Validation of a titration method to determine chondroitin sulfate loaded to solid lipid nanoparticles in an experimental factorial design

Abstract

Previous efforts at the Faculty of Pharmacy and Food Sciences of the University of Barcelona, have achieved to obtain cationic solid lipid nanoparticles (cSLN), with an average size of less than 200 nm, by the hot microemulsion method, which have been tested as a vehicle for pDNA and siRNA, in the transfection of cell lines.
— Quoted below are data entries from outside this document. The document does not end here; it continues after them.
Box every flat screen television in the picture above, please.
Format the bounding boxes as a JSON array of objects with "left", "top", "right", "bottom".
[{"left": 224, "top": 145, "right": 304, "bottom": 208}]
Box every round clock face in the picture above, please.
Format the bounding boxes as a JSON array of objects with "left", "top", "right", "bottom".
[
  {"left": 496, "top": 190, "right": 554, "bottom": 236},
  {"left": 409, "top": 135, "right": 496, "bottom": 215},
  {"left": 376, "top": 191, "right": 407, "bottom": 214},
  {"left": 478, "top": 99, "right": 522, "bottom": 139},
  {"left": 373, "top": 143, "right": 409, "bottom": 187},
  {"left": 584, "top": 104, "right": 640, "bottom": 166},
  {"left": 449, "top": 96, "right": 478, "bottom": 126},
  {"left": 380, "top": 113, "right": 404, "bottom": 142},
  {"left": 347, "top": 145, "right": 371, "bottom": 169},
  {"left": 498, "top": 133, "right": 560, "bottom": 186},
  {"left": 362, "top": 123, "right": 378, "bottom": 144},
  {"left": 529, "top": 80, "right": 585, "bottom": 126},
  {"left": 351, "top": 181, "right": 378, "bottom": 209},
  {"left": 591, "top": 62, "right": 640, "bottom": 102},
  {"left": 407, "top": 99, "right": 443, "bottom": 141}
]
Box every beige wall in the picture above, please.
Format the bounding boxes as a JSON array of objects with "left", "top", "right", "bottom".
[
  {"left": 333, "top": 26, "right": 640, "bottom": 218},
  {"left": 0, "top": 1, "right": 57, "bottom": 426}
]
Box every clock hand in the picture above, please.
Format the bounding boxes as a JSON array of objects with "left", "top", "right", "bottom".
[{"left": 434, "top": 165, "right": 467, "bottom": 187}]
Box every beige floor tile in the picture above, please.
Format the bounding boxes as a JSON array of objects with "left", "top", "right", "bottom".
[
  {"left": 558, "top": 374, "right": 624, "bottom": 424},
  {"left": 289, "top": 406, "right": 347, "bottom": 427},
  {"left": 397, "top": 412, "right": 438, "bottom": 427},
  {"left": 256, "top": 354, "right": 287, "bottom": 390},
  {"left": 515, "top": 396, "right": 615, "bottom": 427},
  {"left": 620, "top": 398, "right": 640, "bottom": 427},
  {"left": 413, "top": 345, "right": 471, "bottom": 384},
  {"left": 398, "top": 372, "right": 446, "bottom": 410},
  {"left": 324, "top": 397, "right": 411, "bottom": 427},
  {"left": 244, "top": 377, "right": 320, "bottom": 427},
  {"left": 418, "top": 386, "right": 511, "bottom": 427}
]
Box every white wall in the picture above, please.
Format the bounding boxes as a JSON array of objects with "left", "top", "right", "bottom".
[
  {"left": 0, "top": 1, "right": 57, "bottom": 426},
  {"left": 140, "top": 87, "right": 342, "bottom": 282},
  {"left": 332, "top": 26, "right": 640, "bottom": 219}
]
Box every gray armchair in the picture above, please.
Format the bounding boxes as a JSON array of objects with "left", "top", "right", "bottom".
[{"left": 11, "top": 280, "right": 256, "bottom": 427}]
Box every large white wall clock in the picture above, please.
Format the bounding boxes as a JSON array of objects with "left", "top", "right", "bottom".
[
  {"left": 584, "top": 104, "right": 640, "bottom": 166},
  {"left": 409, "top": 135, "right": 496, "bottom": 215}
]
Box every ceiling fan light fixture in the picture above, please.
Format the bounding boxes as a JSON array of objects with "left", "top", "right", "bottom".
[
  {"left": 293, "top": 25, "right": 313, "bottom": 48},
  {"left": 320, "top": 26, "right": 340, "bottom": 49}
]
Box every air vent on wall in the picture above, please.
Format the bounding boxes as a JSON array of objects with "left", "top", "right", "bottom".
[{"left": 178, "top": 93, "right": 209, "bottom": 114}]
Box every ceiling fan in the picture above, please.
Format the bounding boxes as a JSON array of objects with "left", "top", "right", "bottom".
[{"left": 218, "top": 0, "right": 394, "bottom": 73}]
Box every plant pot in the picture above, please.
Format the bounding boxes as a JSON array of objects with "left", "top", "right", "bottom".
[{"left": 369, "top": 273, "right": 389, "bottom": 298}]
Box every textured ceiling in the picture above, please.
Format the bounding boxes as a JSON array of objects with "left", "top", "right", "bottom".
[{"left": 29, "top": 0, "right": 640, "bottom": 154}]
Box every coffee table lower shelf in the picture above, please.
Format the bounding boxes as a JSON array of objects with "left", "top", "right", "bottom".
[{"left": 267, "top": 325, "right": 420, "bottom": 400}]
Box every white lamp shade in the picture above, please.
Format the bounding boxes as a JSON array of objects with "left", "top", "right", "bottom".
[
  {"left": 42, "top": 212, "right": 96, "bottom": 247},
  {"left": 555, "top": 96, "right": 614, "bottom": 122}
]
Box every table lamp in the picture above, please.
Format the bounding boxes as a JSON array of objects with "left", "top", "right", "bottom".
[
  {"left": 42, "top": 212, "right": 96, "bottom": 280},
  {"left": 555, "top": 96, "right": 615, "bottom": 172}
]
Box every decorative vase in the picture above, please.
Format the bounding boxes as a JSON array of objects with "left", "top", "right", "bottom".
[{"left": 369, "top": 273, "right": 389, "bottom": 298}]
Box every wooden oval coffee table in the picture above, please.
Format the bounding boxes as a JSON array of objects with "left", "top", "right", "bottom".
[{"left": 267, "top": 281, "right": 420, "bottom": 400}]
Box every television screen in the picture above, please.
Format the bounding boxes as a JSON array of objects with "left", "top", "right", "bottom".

It is of scientific interest to evaluate the capacity of SLN transporting different types of biomolecules with pharmacological potential. Chondroitin sulfate (CHON) is a major component of the extracellular matrix of several connective tissues, including skin, bone, ligaments, tendons and cartilage. For that reason, CHON is a potential therapeutical agent in Osteoarthritis (OA), which is characterized by progressive structural and metabolic changes in joint tissues. Studies recommend topical administration in treating OA as first line therapy, and the development of topical systems with nanotechnology may introduce a new perspective for future treatment of OA. An experimental factorial design, to optimize the production of SLN of CHON, was employed. The variables were defined as Concentration (mg/ml), Stirring rate (rpm) and Reaction time (min). Different properties were tested, including entrapment efficiency of CHON, zeta potential and particle size. A titration method was validated to test entrapment efficiency of CHON. A calibration curve was obtained from 0.10 to 1.20 mg mL-1 (r > 0.9994). Withinday % RSD was 0.7 and between-day % RSD was 1.11. Specificity/ selectivity experiments revealed the absence of important interference from excipients, mean recovery from spiked samples for CHON was 93.6 %.